The boat returned stateside on Aug. 31 in Seattle, survived the foresail-ripping Tropical Storm Madeline in October, and passed through the Panama Canal earlier this month before motoring much of the way home. During the trip, the Pride II celebrated its 10th birthday. It is older now than the original Pride, which sank in a heavy storm 200 miles north of Puerto Rico on May 14, 1986. Four crew members died.
"It is always good to see the Pride come home safely and successfully," said Eamonn McGeady, a marine construction firm owner who has been a Pride board member since 1979. His nephew survived the sinking of the first Pride. "The Asia trip is the best we've ever had."

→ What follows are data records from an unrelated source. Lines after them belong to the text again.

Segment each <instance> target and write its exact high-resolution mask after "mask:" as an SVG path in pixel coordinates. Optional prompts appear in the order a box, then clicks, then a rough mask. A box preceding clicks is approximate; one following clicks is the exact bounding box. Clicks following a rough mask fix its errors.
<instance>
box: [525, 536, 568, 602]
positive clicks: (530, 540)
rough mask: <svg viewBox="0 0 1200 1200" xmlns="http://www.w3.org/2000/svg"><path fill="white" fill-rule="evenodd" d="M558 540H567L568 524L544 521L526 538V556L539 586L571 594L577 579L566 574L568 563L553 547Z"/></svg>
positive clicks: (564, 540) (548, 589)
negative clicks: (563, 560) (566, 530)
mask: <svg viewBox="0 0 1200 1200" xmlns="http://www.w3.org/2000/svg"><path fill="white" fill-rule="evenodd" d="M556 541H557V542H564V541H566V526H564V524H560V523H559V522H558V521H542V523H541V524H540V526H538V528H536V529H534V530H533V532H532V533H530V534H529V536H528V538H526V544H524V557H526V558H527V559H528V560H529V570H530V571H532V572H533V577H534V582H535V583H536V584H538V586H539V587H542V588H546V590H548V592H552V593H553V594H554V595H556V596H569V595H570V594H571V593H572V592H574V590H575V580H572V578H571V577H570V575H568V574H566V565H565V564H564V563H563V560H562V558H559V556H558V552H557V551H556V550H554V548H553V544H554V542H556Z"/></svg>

Even the low-paid deckhands, with starting salaries at $400 a month, agreed.
Truth be told, Pride II returned to Baltimore Wednesday and docked quietly Thursday behind the Hess oil tank farm in Curtis Bay. While a few sailors spent time with their families Thursday, everyone stayed on board to clean and then eat Thanksgiving dinner.
As she prepared to leave the ship yesterday, deckhand Stephanie Reynolds, 28, a Baltimore native, confessed to affection for the crowded bunk rooms, despite the stench of salt water and sweat. Most of the close-knit crew will stay on for winter maintenance, and sailors said they will spend the next few days, between trips to local watering holes, looking for a Charm City house to rent together.
Leading the crew off the boat yesterday was the cook, Tina Koch. Her husband, Josh, joined the boat at Curtis Bay, only the second time he's seen his wife in seven months. The couple married in September 1997. With her aboard the Pride and him at home in Ocean City, they spent their first anniversary apart.
"It was terrible being apart," Josh Koch said. "And I don't know what she'll think of home. I'm a terrible housekeeper, and it looks and smells like a fraternity house."
Warned, Tina Koch kissed her husband, and smiled at her friends, who carried a hand-painted "Welcome Home Tina" banner. Then, her friend George Walton, who had been a passenger during the trip, broke up the Inner Harbor crowd with a yell: "Tina, what's for lunch?"
"Nothing," she shouted back. "Today's my day off."